I’m ashamed to admit that I really don’t do much to make the world a better place. I was never a candy-striper, never took on a little sister or volunteered at the Y. One Christmas, I donated to every charity that sent me an appeal and felt very benevolent… and ended up probably killing 200 million acres of trees with all the junk mail they sent me, and their buddies sent me, over the next year. At one point, I had enough return address labels to mail one letter a day for the rest of my life & never run out. But I moved. I haven’t donated since.
Sure, there’s the odd volunteer work – I’ve gone to LA area schools a few times to read to kids & help with creative projects, and once I spent a Saturday painting & cleaning a home for battered women & children – but these aren’t habits. Sometimes I give the homeless guy on the street my leftovers, or some change, and sometimes I give money to the people with those elaborate stories, who are probably scam artists, especially when the guy looks like my little brother and needs money for gas. (Although, I actually happened to see that particular guy buy gas with the $5 I gave him. So, maybe they’re not all scams.)

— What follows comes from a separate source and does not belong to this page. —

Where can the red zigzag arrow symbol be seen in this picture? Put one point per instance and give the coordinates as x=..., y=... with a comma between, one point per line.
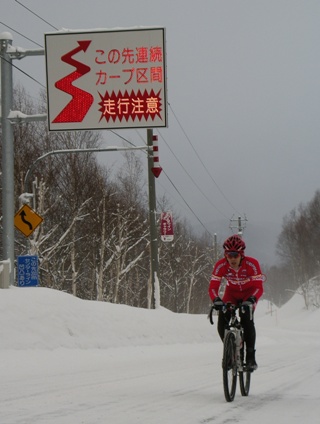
x=81, y=100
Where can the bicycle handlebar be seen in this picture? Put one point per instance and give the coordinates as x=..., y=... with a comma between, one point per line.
x=228, y=307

Well, it’s really not much, but I believe in general kindness. I smile at strangers, hold the door for people behind me, give a helping hand when it’s needed, and say thank you. I’m a good listener. I have a positive outlook that I hope is just a little bit contagious, and I try to contribute something good to everything I undertake. I know it’s small and, especially compared to all the things I’m not doing, pretty insignificant.
Except, what if everyone lived that way, with kindness and positive intentions? We’d have no need for charities or battered women’s shelters or soup kitchens. I’m just a drop in the bucket, but every drop causes ripples; if my smile brightens someone’s day, then maybe they’ll do something nice for someone else, and on and on. The idea of “pay it forward” is unfortunately a movie cliche, but stop and think about it. It’s profound. What you do, how you live, how you treat others matters. Everyone affects everyone else. Live with kindness.
I’m not saying that’s enough, but it’s a start.
Meanwhile, now that I’ve realized all I could be doing, you might just find me on a rooftop somewhere, hammer in hand, putting the finishing touches on a brand-new third-world house. Or at least sharing Amelia Bedelia laughter with some inner-city kids. Who wants to come with me?